How retailers are working with suppliers to fight food waste

By Fintan Hastings, external affairs adviser, British Retail Consortium

- Last updated on GMT

Reducing waste is the top priority, but food companies and retailers are also working together to redistribute surplus food
Reducing waste is the top priority, but food companies and retailers are also working together to redistribute surplus food

Related tags: Supply chain, Greenhouse gas, Supermarket

The close relationship between supply chain partners means they are well-placed to help each other tackle food waste, says Fintan Hastings, external affairs adviser at the British Retail Consortium.

Food waste is a complex problem with no easy solution and no one single cause. The scale of the problem is alarming: almost one third of all the food produced globally never makes it to the plate. In the UK alone, 15 million tonnes of food are wasted each year.
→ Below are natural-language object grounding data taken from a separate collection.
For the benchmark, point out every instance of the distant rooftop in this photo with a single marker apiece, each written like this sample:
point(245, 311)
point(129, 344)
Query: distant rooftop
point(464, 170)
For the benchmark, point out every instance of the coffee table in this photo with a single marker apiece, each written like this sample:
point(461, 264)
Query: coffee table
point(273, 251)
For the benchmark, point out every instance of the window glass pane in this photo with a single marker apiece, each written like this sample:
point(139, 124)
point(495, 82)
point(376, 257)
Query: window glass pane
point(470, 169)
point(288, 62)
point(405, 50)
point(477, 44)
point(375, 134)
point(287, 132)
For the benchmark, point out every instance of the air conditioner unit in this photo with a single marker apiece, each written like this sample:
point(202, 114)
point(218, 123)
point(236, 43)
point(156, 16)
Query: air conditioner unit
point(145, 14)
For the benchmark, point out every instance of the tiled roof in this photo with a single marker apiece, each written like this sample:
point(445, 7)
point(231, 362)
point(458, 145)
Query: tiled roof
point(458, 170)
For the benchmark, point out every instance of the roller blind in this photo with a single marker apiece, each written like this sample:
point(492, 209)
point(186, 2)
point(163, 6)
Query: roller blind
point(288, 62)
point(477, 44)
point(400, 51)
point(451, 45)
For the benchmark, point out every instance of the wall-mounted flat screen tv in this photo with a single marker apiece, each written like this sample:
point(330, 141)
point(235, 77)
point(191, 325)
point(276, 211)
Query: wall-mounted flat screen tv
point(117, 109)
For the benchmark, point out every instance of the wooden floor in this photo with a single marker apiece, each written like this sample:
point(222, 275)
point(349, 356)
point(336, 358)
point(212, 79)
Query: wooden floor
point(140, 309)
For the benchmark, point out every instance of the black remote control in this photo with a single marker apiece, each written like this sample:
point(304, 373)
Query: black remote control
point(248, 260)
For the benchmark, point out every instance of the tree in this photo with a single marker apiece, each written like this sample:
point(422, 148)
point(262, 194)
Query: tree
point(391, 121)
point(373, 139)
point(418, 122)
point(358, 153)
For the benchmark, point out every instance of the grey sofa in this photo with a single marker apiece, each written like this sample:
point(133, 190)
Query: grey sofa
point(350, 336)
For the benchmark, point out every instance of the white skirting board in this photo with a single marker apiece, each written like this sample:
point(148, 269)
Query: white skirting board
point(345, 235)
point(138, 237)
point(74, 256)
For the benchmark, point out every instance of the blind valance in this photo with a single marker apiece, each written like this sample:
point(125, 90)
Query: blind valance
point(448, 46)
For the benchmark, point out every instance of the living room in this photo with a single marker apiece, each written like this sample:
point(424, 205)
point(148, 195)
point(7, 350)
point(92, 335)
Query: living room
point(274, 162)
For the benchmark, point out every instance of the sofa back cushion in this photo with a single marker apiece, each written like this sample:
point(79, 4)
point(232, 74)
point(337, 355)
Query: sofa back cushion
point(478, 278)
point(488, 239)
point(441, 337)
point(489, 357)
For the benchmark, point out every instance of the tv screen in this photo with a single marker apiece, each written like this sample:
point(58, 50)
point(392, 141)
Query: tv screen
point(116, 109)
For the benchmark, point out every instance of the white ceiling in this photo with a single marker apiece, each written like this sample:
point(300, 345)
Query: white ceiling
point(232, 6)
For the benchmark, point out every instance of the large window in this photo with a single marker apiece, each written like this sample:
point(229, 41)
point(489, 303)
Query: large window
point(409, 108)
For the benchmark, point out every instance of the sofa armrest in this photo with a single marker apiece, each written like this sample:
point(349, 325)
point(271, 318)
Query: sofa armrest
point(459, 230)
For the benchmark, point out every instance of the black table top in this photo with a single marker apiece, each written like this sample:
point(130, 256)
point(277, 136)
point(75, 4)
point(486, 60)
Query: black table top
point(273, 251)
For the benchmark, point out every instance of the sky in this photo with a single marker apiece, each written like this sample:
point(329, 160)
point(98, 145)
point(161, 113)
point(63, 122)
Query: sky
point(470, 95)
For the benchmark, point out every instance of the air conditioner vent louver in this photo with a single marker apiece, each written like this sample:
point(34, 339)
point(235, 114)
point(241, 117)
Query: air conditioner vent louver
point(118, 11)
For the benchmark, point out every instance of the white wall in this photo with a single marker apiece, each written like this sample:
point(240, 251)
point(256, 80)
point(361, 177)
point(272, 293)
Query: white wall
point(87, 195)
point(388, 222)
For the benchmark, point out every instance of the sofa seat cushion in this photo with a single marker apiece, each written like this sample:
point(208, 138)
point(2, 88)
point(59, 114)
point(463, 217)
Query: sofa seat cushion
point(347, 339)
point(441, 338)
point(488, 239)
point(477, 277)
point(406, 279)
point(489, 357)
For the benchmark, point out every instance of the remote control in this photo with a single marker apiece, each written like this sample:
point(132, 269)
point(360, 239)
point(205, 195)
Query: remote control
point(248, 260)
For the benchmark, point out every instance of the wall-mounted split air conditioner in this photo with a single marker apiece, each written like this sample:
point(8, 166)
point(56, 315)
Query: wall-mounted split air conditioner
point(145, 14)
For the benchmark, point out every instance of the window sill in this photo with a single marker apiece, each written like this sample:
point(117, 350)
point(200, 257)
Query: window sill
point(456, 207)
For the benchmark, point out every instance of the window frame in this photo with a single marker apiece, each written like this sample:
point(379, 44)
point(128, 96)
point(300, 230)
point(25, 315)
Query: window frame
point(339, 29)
While almost half of the UK’s food waste occurs within the household, a not insignificant proportion occurs along the supply chain before the food even reaches our kitchens. The amount of food wasted at each stage along the chain varies considerably, but considering the close, interdependent relationship between supply chain partners, each is well placed to influence and help the others tackle the problem.

This is particularly the case for supermarkets and their suppliers.   

Since the launch of the Courtauld Commitment in 2005, retailers have been working closely with suppliers and WRAP (Waste & Resources Action Programme) to deliver on the ambitious voluntary targets agreed, including one to ‘reduce traditional ingredient, product and packaging waste in the grocery supply chain by 3% by 2015’. We can take pride in the real progress that has been made to date - during the second phase of Courtauld alone (2010-2012) a total of 1.7 million tonnes of waste​ was prevented - however much still needs to be done.  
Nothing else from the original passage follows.